Author, Scott Berkun points out in his book ‘Confessions Of A Public Speaker’, “Our brains are wired to […] identify the following for things as very bad for survival: Standing alone, In open territory with no place to hide, Without a weapon, In front of a large crowd of creatures staring at you”. Scott debunks the myth about this list of fears that was popularised by this book in 1977 by explaining that the survey of lists was carried out by a team market researchers who asked 3,000 people what they were afraid of, but the survey allowed them to write down as many as they want, which Scott attests that this is not clear, scientific proof, and with no way of knowing if these people were representative of the rest of us. It begs the questions, how much faith can you put in survey-based research.
With the #1 public speaking fear debunked, it’s not to say that it isn’t a scary prospect, that makes us nervous. You’re explaining your ideas and practices to strangers, people who may or may not have heard of you before depending on where your speaking. You could be talking in front of your colleges in your office, you may be joined by colleagues you have not met before who are joining your talk, it may be presenting your work to a business or a conference. Not matter where it is, it will be frightening before you start and just before you go up to speak, you will feel the butterflies and sweaty palms at their most intense. We know this feeling, so how do you combat this?
Confidence and knowledge. These are the 2 points from which you will succeed at public speaking, and the one thing that melds the 2 is practice. You have to know your material, and know it well, so well that it makes you confident to talk about it. Even if your topics are debatable, don’t be afraid to share them, take a strong stance about your topics and values, make your case for your ideas, be confident about them. Confidence and knowledge go hand in hand. When you know your topic, it gives you the confidence to uphold and speak about them passionately.
But the two aren’t mutually exclusive. Just because you have knowledge of a particular area doesn’t mean you are a going to be a good public speaker, you need confidence to help you. Likewise, if you are confident, but don’t know your material, doesn’t make a you a good speaker, you will need the deep understanding knowledge of your material to help you.
This said though, confidence is key. People are more willing to listen to a confident person who knows nothing about their subject than a knowledgeable person who doesn’t speak confidently. For example, your party is lost in the woods, the most confident member in the party (who doesn’t know the direct to go in) says loudly, confidently and in control, “it’s this way, definitely, I know that it’s this way”. People listen to them because they are saying it with conviction and confidence, in a way that nobody wouldn’t be able to deny because he is so passionate about it. “He must know the way, he is so confident about it”, your party thinks.

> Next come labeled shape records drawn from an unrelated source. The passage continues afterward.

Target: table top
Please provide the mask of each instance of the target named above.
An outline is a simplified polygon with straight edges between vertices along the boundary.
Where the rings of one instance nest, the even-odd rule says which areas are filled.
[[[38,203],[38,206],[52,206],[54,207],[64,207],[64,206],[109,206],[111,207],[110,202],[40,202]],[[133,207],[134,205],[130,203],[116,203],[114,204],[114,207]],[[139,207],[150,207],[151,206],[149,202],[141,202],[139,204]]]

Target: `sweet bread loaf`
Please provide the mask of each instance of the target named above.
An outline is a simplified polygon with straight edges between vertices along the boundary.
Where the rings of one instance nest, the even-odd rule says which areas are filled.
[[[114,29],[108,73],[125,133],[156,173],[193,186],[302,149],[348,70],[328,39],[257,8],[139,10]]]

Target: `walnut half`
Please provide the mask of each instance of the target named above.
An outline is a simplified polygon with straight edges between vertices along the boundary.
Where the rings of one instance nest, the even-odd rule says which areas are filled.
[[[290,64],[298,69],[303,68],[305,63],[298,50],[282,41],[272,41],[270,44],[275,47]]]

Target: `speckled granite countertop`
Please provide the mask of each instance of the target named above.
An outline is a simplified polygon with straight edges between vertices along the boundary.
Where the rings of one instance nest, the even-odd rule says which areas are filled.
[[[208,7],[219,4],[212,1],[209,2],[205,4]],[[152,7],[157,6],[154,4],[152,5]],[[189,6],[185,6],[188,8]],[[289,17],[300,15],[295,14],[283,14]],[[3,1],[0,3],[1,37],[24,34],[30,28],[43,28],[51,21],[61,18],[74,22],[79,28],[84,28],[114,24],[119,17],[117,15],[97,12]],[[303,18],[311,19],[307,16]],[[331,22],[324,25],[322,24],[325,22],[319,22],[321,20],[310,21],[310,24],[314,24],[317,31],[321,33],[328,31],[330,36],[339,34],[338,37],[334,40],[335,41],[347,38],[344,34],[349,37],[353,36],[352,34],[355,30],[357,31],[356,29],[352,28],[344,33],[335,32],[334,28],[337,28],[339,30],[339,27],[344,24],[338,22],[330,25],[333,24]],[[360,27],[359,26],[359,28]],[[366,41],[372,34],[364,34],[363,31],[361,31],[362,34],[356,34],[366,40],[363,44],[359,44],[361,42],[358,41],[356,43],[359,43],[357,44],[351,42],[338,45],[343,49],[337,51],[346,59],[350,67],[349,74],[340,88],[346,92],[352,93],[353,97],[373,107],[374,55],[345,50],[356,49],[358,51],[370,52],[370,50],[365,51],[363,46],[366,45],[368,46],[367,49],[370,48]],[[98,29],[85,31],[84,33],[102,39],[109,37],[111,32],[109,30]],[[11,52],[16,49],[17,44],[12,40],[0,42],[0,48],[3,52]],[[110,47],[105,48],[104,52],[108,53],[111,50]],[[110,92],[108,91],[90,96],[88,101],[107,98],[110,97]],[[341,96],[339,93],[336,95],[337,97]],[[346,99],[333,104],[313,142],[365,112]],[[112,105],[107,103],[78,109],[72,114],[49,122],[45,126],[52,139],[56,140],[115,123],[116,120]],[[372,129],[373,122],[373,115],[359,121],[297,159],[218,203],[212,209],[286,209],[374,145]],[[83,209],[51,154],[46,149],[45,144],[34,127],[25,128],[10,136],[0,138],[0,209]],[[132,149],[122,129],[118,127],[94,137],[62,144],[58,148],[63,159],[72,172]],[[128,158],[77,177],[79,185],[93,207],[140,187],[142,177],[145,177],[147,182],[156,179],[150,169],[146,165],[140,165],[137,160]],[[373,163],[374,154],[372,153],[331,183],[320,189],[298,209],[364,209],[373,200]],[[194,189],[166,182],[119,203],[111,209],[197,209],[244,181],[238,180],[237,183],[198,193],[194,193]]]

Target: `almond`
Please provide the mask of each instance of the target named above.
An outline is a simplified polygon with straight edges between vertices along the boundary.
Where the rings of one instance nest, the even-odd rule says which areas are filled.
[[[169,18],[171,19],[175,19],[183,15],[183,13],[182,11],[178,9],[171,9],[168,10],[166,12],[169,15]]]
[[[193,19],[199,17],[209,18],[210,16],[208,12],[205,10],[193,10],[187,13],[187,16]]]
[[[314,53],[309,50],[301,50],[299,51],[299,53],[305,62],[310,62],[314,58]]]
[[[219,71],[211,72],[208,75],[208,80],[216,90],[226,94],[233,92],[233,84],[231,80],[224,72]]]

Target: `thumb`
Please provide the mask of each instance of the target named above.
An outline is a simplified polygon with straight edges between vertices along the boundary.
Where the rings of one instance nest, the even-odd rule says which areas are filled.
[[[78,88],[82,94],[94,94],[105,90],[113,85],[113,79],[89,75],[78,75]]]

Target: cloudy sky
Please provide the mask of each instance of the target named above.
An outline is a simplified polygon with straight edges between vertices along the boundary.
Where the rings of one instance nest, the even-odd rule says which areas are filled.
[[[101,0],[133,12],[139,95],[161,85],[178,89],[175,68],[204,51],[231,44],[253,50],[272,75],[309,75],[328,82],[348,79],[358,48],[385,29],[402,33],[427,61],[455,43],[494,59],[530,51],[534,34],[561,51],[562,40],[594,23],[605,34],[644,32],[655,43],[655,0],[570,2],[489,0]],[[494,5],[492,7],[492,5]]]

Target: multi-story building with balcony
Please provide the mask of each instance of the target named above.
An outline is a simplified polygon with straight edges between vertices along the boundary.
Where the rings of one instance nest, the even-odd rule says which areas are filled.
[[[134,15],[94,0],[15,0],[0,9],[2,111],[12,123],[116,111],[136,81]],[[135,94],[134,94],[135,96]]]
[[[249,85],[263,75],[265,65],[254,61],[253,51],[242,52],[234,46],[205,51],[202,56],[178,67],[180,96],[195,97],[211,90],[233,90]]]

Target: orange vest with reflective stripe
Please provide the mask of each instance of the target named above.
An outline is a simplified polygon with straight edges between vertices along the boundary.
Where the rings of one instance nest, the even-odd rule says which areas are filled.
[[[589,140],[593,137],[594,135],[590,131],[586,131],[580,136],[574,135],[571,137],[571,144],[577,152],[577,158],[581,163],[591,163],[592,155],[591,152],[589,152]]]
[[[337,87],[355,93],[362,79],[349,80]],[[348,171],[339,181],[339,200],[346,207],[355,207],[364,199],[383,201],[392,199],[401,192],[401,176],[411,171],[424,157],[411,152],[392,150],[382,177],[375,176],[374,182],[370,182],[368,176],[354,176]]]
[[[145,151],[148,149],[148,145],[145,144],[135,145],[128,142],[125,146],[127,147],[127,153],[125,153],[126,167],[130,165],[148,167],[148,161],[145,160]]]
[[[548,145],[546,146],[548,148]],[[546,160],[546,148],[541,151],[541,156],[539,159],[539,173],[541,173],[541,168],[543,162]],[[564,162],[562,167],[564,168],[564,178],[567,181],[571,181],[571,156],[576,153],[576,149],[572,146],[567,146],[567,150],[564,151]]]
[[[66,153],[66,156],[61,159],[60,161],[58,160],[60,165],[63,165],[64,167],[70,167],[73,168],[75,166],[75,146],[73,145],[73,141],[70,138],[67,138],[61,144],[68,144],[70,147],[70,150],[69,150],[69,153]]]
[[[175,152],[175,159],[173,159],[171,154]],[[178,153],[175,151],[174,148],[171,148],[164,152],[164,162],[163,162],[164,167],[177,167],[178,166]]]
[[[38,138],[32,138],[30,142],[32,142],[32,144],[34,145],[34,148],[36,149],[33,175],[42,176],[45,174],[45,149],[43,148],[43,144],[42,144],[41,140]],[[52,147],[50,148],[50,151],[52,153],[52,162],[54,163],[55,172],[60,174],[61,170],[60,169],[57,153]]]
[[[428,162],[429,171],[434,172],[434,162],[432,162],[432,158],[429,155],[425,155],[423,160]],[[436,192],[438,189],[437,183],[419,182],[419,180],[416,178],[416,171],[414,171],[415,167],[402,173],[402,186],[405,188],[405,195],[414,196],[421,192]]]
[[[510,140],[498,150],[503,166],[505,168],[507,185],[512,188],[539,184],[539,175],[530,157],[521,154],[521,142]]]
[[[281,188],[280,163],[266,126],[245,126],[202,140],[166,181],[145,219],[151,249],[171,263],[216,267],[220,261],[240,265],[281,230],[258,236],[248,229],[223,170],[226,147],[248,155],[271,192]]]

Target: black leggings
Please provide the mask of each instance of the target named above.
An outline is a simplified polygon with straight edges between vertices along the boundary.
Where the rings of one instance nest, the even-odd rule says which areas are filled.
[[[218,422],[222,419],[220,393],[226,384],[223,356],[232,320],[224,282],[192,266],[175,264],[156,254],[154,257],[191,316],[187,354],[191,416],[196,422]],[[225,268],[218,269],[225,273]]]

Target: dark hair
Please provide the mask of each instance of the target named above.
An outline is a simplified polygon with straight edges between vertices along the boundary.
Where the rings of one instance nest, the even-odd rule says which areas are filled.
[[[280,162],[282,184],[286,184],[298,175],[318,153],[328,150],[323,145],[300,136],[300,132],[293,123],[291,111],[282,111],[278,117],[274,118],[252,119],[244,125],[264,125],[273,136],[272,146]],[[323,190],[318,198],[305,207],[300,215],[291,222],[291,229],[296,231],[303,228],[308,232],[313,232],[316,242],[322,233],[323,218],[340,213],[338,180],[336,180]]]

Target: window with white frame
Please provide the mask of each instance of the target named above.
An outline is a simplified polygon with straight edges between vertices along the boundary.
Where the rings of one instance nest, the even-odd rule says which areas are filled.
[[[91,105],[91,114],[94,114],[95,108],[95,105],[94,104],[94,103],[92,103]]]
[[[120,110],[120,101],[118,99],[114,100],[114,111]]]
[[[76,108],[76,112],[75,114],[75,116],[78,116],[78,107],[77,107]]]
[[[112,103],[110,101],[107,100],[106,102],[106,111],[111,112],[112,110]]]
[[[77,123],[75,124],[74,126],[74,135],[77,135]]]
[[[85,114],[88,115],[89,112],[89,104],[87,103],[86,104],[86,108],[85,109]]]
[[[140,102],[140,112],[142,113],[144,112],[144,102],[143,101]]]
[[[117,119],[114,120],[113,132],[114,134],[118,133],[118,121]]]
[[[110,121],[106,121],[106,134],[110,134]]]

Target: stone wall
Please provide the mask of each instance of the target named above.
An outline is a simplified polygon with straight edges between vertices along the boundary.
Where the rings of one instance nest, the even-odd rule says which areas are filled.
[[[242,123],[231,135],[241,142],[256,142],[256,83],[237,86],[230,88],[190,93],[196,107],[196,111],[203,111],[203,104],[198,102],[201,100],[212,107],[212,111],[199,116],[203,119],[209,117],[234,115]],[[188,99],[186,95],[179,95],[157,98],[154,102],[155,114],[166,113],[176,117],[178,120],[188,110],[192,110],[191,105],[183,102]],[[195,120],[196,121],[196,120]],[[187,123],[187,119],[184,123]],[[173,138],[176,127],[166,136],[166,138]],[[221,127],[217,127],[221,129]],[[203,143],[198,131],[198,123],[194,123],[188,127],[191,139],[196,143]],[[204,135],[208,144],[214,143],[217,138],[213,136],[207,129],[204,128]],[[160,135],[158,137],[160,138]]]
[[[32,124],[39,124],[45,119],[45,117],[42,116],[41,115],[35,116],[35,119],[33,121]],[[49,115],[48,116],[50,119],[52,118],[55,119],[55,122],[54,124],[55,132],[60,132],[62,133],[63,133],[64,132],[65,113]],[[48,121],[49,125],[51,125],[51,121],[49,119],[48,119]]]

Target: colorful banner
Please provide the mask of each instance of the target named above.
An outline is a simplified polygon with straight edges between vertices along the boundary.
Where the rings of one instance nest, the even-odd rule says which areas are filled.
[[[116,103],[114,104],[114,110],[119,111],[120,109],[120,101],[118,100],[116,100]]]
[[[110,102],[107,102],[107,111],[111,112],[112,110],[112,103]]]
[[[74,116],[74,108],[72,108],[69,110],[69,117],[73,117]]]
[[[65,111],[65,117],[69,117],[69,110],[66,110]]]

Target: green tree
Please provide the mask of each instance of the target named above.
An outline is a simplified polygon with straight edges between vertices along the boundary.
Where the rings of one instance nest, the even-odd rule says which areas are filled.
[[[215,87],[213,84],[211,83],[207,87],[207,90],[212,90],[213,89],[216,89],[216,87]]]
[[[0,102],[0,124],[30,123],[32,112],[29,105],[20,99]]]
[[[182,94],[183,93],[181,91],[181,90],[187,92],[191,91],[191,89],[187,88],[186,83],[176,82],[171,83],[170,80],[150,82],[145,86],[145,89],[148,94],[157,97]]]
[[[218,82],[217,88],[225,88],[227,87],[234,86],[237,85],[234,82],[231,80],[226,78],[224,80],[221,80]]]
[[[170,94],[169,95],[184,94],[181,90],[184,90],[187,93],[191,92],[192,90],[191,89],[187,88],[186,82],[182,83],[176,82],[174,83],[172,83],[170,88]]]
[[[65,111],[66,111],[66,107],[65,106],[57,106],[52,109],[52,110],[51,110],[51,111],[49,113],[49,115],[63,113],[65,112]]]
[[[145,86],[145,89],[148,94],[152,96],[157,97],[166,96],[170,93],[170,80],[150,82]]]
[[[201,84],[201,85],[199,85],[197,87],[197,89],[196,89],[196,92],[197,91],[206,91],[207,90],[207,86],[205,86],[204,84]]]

But someone else who is in your party actually knows the way, but they are unable to sway the crowd because they are bumbling and stumbling over their words, “Eh, I think, you know, it’s actually this way, if you want to go with me, you, umm, can come”. That’s not going to persuade anyone to follow you. Make a conviction, and be confident about it. Even if you are wrong, you can later say that you made a mistake.
Don’t be afraid to make mistakes, people make mistakes all the time. On a daily basis. If you made a conviction to something that you later changed you mind on or discovered it was wrong, don’t try to hide it. Go back and explain to people, your followers, people listening to you speak, even your friends, why you were wrong and that you made a mistake that you have now.
They key to speaking in any scenario, whether it be to a small informal group, a medium gathering at a book signing or office meeting, or to a large crowd at a conference, is confidence and knowledge. Be confident about your ability, skills and knowledge of your subject area. Don’t be modest, treat it as though you are the authority, because in actually fact you will know much more about your own subject area then 95%+ of the people in attendance.
Public speaking is a mindset, put on a face, even if it’s a fake confidence. When you speak with conviction and passion about something, people will listen to what you have to say. Couple this is with your knowledge, then you will be teaching people your ideas, instead of telling people about them.
While speaking, if you have knowledge about something, you’re teaching people about it. If you don’t have knowledge, you’re only telling them about it.